I. Impaired bowel/ bladder functions
- Assess for constipation and bladder distention.
- Auscultate bowel sounds.
- Stool softeners or laxatives may be given.
- Bladder catheterization may be done.
- Catheter care must be provided under aseptic techniques.
- Monitor the urine output and colour.
- Initiate bladder training as soon as consciousness has regained.
j.
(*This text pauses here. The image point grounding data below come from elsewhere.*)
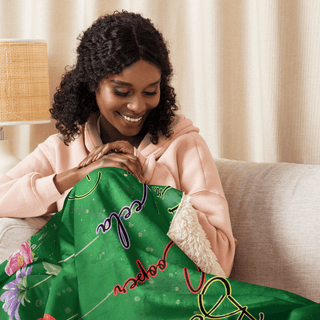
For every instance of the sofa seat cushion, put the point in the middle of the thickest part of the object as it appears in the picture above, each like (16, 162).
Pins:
(275, 216)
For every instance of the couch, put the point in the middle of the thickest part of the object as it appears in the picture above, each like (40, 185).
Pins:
(275, 215)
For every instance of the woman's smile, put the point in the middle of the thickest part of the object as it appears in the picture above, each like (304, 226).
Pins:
(126, 99)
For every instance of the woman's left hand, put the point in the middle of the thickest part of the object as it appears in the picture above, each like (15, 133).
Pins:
(112, 147)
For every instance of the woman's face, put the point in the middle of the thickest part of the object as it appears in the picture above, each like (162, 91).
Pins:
(125, 99)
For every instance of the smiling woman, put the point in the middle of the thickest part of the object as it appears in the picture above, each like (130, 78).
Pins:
(116, 113)
(125, 101)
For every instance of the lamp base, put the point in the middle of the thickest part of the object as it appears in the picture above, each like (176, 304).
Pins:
(7, 159)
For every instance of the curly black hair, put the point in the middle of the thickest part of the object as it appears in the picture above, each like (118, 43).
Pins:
(114, 42)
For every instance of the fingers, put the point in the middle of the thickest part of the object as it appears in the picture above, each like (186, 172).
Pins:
(127, 162)
(113, 147)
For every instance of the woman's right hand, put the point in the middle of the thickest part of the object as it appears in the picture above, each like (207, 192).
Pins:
(129, 162)
(119, 154)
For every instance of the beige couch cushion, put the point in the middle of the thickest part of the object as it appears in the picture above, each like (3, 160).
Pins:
(275, 215)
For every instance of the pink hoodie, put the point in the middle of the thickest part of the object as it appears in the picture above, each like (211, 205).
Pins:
(182, 161)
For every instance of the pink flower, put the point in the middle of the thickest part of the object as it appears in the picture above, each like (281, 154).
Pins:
(47, 317)
(20, 258)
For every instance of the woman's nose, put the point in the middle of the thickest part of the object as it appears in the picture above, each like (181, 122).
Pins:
(137, 106)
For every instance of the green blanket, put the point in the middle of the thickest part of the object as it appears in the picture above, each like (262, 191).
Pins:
(106, 255)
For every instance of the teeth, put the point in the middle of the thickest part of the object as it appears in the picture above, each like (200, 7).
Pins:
(130, 119)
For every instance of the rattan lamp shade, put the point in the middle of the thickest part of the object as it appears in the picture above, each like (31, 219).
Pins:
(24, 82)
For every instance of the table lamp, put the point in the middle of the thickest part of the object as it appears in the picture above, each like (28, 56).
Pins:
(24, 89)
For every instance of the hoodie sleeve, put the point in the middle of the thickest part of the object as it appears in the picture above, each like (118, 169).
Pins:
(189, 164)
(28, 189)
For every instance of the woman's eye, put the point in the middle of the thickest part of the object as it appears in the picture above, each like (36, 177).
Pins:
(150, 93)
(121, 93)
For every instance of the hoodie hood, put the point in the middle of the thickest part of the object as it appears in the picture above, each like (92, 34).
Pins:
(180, 126)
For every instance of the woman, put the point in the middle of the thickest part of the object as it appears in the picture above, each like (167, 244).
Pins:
(106, 253)
(116, 108)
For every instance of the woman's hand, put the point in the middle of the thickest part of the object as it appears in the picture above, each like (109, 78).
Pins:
(119, 154)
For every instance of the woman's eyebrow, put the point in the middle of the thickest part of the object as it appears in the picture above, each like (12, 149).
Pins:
(122, 83)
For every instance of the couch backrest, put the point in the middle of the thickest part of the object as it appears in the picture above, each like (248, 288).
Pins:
(275, 215)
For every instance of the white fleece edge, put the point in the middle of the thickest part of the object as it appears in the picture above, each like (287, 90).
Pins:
(187, 233)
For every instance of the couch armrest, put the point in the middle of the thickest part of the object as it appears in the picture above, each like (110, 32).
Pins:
(275, 216)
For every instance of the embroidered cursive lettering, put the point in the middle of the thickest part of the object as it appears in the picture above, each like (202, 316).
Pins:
(144, 274)
(126, 212)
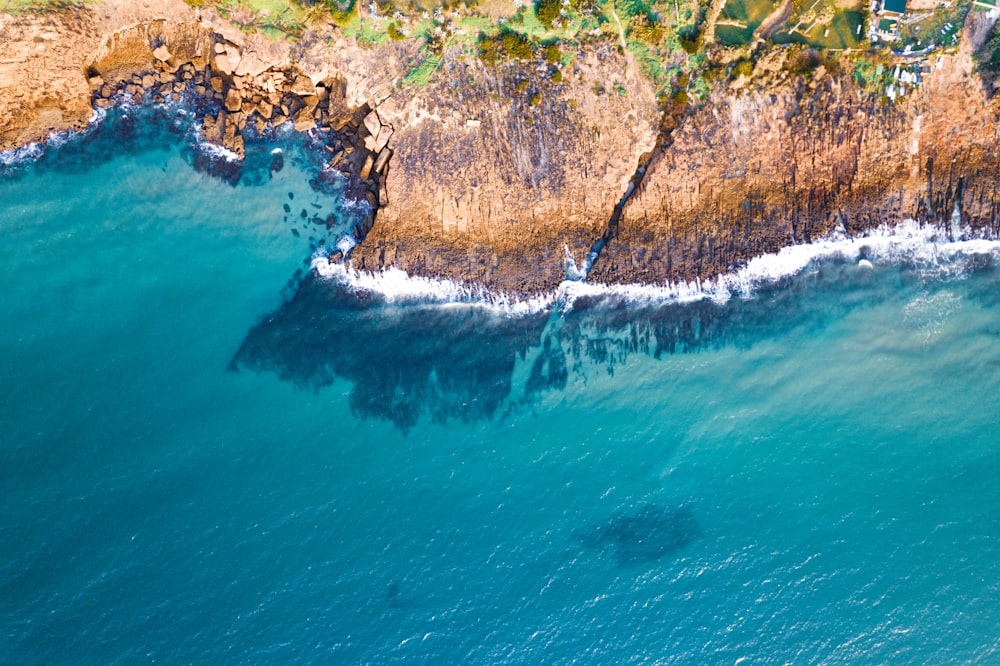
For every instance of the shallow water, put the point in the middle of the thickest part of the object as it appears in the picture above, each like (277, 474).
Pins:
(805, 476)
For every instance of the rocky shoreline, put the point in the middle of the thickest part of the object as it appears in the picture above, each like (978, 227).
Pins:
(490, 173)
(229, 98)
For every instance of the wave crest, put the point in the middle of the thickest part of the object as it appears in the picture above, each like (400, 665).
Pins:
(930, 248)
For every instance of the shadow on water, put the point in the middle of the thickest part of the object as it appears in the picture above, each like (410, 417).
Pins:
(644, 535)
(458, 361)
(449, 362)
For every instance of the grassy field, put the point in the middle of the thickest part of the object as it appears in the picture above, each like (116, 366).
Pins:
(840, 32)
(749, 12)
(941, 27)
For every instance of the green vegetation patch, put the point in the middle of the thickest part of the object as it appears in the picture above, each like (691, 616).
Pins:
(942, 28)
(421, 74)
(41, 6)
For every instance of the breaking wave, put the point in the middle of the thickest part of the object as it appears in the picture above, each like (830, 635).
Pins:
(934, 250)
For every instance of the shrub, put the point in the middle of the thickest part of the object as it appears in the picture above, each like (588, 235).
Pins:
(489, 51)
(646, 29)
(547, 11)
(553, 54)
(742, 68)
(395, 33)
(516, 45)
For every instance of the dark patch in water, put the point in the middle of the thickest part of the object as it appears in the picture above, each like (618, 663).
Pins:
(404, 361)
(644, 535)
(457, 361)
(549, 370)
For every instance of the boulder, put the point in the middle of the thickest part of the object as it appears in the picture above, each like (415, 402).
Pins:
(383, 159)
(366, 170)
(302, 86)
(373, 124)
(222, 63)
(233, 100)
(304, 120)
(161, 53)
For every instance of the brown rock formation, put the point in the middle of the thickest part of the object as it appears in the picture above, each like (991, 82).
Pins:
(488, 172)
(497, 169)
(750, 173)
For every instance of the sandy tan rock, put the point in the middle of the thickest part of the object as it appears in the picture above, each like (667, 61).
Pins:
(499, 203)
(161, 53)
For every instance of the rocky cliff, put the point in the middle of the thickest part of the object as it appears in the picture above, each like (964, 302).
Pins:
(753, 171)
(486, 172)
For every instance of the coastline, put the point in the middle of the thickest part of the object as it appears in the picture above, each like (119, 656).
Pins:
(462, 187)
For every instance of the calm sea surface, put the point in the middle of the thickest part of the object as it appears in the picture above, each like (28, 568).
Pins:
(203, 462)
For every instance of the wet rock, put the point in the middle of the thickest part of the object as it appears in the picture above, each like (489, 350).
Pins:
(302, 86)
(233, 100)
(161, 53)
(304, 120)
(382, 160)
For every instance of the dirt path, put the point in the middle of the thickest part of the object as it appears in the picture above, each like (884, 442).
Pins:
(621, 32)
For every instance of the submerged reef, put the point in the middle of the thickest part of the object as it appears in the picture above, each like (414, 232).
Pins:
(666, 143)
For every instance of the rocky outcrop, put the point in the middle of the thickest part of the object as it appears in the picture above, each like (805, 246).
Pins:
(487, 173)
(497, 169)
(750, 173)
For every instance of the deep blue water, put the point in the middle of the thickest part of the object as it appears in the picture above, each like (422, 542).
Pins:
(203, 462)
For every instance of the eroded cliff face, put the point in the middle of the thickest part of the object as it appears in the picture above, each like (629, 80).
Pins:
(496, 170)
(487, 173)
(750, 173)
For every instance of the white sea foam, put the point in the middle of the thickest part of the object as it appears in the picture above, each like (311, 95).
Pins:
(31, 152)
(216, 151)
(928, 247)
(397, 287)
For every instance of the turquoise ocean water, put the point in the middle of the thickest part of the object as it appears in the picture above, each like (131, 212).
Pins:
(202, 462)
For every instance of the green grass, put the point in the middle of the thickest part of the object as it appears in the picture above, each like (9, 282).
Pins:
(843, 33)
(40, 6)
(751, 12)
(731, 35)
(932, 30)
(421, 74)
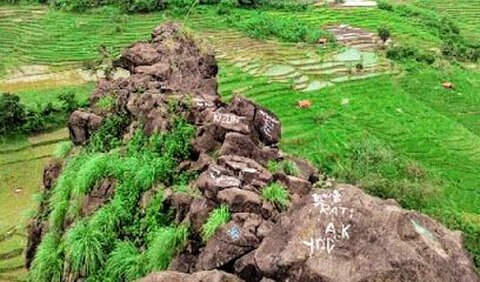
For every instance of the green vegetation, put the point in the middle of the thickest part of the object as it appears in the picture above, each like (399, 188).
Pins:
(165, 244)
(16, 118)
(90, 243)
(400, 136)
(380, 140)
(125, 263)
(217, 218)
(48, 262)
(262, 25)
(277, 195)
(63, 148)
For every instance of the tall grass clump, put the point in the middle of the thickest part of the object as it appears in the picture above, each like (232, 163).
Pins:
(85, 249)
(217, 218)
(164, 245)
(277, 195)
(47, 265)
(125, 263)
(145, 161)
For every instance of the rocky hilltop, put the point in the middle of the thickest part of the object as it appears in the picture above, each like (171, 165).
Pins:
(309, 233)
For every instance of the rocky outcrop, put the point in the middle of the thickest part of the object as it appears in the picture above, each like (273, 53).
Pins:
(37, 226)
(203, 276)
(345, 235)
(339, 234)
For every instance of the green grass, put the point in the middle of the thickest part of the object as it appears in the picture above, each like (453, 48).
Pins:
(403, 137)
(42, 96)
(277, 195)
(125, 263)
(398, 136)
(63, 148)
(85, 249)
(217, 218)
(164, 245)
(48, 263)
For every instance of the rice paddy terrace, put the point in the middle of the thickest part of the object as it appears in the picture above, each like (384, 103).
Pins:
(408, 113)
(465, 12)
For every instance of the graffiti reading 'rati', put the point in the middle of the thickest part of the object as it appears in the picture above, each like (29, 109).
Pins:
(329, 205)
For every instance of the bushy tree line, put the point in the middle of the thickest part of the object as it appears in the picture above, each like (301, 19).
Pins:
(156, 5)
(454, 44)
(16, 117)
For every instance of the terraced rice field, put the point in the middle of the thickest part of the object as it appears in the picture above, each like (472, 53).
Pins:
(465, 12)
(302, 67)
(424, 130)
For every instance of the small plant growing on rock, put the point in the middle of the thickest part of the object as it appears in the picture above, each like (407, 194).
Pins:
(290, 168)
(106, 103)
(164, 245)
(277, 195)
(125, 263)
(217, 218)
(273, 166)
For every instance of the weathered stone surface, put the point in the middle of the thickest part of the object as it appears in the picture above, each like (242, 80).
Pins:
(249, 171)
(238, 144)
(230, 242)
(51, 173)
(200, 208)
(240, 200)
(242, 107)
(81, 126)
(295, 185)
(214, 179)
(346, 235)
(268, 125)
(202, 276)
(246, 268)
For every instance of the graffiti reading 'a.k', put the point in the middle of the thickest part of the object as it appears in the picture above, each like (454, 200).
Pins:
(329, 204)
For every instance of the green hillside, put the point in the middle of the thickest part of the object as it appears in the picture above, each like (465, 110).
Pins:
(390, 128)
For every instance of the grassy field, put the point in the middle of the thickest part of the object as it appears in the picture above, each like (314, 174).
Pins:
(399, 134)
(465, 12)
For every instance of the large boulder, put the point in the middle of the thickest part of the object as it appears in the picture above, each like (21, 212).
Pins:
(346, 235)
(202, 276)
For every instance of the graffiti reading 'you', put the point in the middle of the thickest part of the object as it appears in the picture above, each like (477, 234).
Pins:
(330, 206)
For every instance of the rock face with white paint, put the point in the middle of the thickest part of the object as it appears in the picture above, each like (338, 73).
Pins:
(346, 235)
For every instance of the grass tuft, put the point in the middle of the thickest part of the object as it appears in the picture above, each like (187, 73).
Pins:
(125, 263)
(86, 249)
(48, 262)
(217, 218)
(164, 245)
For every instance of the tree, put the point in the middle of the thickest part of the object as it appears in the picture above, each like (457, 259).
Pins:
(12, 113)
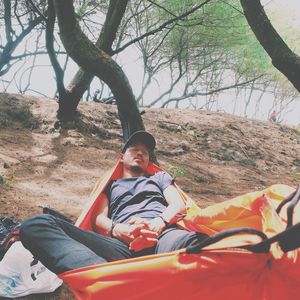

Risk for contractures
- Maintain the extremities in functional positions by providing proper support.
- Remove the support devices every four hours for passive ROM exercises and skin care.
- Foot support should be provided.
K. Sensory stimulation
- Brain needs sensory input.
- Widely believed that hearing is the last sense to go.
- Talk, explain to the patient what is going on.
- Upon waking many clients remember….. and will accurately recall events and processes that happened while they were “sleeping”(unconscious)
L. Nurses must
- Show respect.
- Encourage family to contribute to the care of their loved ones.
- Afford the privacy both the client and family deserve.
M. Encourage stimulation by
- Massage
- Combing/washing hair
- Playing music/radio/CD/TV
- Reading a book
- Bring in perfumed flowers
- Update them with family news
N. Impaired family process
- Include the family members in patient’s care.
- Communicate frequently with the family members.
- The family members should be allowed to stay with the patient when and where it is possible.
- Use external support systems like professional
- Counsellors, religious clergy etc.